DELETE-Operationen verlaufen ähnlich wie INSERT- und UPDATE-Operationen. Zuerst werden in jeder betroffenen Tabelle die aktuellen Records lokalisiert. Dann wird versucht, den aktuellen Record in jeder Tabelle der Virtab zu löschen. Das Löschen beginnt dabei in den Detailtabellen. Das Löschen unterbleibt, wenn die entsprechende Tabelle NOCHANGE ist, oder wenn es noch Referenzen auf den zu löschenden Record gibt. Kann noch nicht einmal der Eintrag in der/den Detailtabelle(n) gelöscht werden, gibt es eine Fehlermeldung. Nicht löschbare Records in Tabellen, die MUSTCHANGE sind, führen ebenfalls zu Fehlermeldungen.

Als Konsequenz des beschriebenen Löschmechanismus ist hervorzuheben, dass keinesfalls der gesamte der DELETE-Prozedur übergebene Record (alle einzelnen Feldinhalte der Spalten) tatsächlich gelöscht wird, wenn eine Fehlermeldung unterbleibt: Das erfolgreiche Löschen des letzten Detaileintrags sowie der Attribute aus evtl. MUSTCHANGE-Tabellen stellt bereits den Gesamterfolg der Löschoperation dar, da nun der ursprüngliche Record nicht mehr von der Virtab dargestellt werden kann. Gleichwohl wird intern versucht, "soviel wie möglich" zu löschen.

Dieses Verhalten korrespondiert sinngemäß mit dem Verhalten beim Einfügen, wo nur "so wenig wie nötig" wirklich neu eingefügt wird, um den Virtab-Datensatz als Ganzes zu erfüllen. Insert- und Delete-Prozeduren einer Virtab bilden damit funktional exakt konträre Werkzeuge: Mit der Delete-Prozedur einer Virtab kann man das wieder löschen, was mit der Insert-Prozedur der gleichen Virtab, ausgehend von gleichen Datenbestand, eingefügt wurde.

Besonderheiten

Bei der Ermittlung der Verknüpfungsstruktur in den INSERT-, UPDATE- oder DELETE-Prozeduren gelten folgende Besonderheiten bzgl. NULL-Werten und Primärschlüsseln:

  • NULL-Spalten im Zweitschlüssel werden einfach ignoriert. Als Suchkriterien nach Records werden nur ausgefüllte Zweitschlüsselfelder verwendet.

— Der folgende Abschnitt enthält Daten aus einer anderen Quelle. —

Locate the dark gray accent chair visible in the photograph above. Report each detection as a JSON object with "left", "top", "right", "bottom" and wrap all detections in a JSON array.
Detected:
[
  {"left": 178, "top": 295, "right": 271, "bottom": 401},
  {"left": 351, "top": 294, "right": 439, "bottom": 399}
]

Das Defaultverhalten von Oracle würde sonst nie Datensätze liefern.
  • Ist der Primärschlüssel einer Tabelle in einer Virtab enthalten und im aktuellen Datensatz mit einem Wert belegt, werden alle Zweitschlüssel dieser Tabelle bei der Suche ignoriert und es wird nur mit Hilfe des Primärschlüssels gesucht. Bei einem UPDATE bewirkt dies, dass zusätzlich angegebene Zweitschlüsselfelder wie Datenfelder behandelt werden: so können Zweitschlüsselwerte geändert werden.
  • Kommt in einer Virtab ein Primärschlüssel einer Tabelle vor, und ist der Wert für diesen Schlüssel bei der INSERT-Prozedur NULL, so wird immer ein neuer Datensatz erzeugt! Die Suche nach schon vorhandenen Einträgen in der Datenbank unterbleibt in diesem Fall.